Vivemos em um momento muito rico da literatura, no qual o palco se abriu como nunca antes para uma pluralidade de vozes que, finalmente, faz jus à complexidade da nossa cultura brasileira. Temos mais espaço para vozes queer, trans, negras, femininas, não binárias, quilombolas e indígenas, por exemplo. O mérito da construção deste espaço é das próprias vozes, que há décadas lutam por ele.
Todos nós devemos lutar para mantê-lo plural e igualitário. Para evitar qualquer mal-entendido (estamos na internet, afinal), enfatizo a seguinte posição: o mundo da cultura precisa estar preparado para receber, sem preconceito algum, as vozes que dele desejam fazer parte. O que havia até pouco tempo atrás era uma interdição a muitas dessas vozes, ou uma subestimação delas: interditar ou subestimar uma autora por ela ser uma mulher negra, por exemplo, é hoje inaceitável. Ainda bem. Repito: devemos lutar para ampliar o acesso de todas as vozes à literatura. Esta é a missão cultural coletiva que nos une. No entanto, nenhuma identidade, por mais importante que ela seja, é sinônimo de literatura, ou de qualquer arte. É o que fazemos com nossas circunstâncias, no manejo da linguagem artística, que constrói a arte.
Levando tudo isso em conta, concluo que cada história individual de vida pode ser ao mesmo tempo interessante e desinteressante.
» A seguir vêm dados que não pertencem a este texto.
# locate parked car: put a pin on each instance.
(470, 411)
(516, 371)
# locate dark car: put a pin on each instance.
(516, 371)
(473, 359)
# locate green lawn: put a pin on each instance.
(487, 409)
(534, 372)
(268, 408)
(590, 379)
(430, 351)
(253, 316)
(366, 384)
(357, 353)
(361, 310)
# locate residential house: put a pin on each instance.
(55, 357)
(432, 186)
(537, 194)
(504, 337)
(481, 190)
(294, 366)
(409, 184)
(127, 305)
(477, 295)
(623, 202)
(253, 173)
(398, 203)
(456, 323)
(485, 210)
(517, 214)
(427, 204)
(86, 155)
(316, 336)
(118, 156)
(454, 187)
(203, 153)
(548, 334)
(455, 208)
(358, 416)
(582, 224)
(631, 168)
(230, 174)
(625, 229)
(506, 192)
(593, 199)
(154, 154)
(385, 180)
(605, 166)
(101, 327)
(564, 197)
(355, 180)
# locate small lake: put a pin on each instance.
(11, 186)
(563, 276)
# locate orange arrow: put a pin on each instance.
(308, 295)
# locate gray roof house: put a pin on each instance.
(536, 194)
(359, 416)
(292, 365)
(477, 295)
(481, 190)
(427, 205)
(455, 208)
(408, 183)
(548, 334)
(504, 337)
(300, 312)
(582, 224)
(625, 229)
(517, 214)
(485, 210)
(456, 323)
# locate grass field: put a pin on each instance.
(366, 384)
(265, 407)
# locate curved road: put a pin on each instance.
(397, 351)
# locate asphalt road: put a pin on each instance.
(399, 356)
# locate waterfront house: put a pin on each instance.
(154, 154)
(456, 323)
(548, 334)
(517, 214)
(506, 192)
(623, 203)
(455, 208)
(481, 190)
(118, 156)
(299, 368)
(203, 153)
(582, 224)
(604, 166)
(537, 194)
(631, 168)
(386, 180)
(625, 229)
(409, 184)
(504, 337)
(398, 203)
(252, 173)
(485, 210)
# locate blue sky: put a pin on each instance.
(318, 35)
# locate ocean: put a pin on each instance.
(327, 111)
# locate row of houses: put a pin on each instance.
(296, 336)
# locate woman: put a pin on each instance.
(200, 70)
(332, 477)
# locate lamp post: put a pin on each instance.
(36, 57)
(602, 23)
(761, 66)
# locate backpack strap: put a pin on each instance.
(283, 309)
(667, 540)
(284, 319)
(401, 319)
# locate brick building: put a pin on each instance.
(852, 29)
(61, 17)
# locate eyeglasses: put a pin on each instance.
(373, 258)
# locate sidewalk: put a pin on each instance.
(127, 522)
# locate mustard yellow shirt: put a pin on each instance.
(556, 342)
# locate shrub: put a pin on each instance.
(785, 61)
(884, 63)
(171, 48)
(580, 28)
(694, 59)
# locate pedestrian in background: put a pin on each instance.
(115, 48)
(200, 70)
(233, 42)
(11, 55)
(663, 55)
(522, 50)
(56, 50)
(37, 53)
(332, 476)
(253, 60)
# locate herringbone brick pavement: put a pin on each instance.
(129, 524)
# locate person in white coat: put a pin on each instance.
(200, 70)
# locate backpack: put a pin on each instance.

Muitos autores e autoras supõem que a espontaneidade do relato que fazem de sua própria vida basta para fazer uma grande obra. Não concordo. É preciso arrancar a vida do nosso peito, torná-la estranha a nós mesmos, dar a ela existência própria, autônoma, e fazê-la virar linguagem em estado de invenção - aí, quem sabe, tenhamos conseguido merecer a literatura.
Portanto
Na arte não há regras. Todos os caminhos são válidos e muitas vezes um caminho escolhido não leva a gente ao lugar pretendido. Ter uma carreira que lida com a criatividade é muitas vezes um angustiante jogo de tentativa e erro (quase como é, também, o amor, não acham?). Trabalhar com o Eu colado à literatura que escrevemos é tão arriscado, e tão fecundo, quanto se esconder atrás de máscaras que nunca revelam quem somos, nem revelam o que vivenciamos.
Só acho que, se a vida “imita” a arte e a arte se inspira na vida, não sei se a vida deveria devorar a arte.
Como vocês enxergam o Eu na literatura, bem como as relações entre vida e arte? A melhor arte é aquela colada à vida de seus criadores, ou seria o contrário? Adoraria saber a opinião de vocês a respeito. Deixem também, se for possível, nos comentários sugestões de leitura de obras de autobiográficas, autoficcionais, memorialísticas que vocês curtam. Na próxima edição, em junho, quero falar de amor e literatura a partir do meu conto “Anunciação”.
Até a próxima!
C.
Meu querido, eu concordo tanto com você que se pudesse curtia duas vezes. É isso. É completamente isso.
o filtro do seu vai estar sempre presente, em maior ou menor grau, de forma consciente ou não. o mais difícil - e importante - é saber como fazer bom uso dele.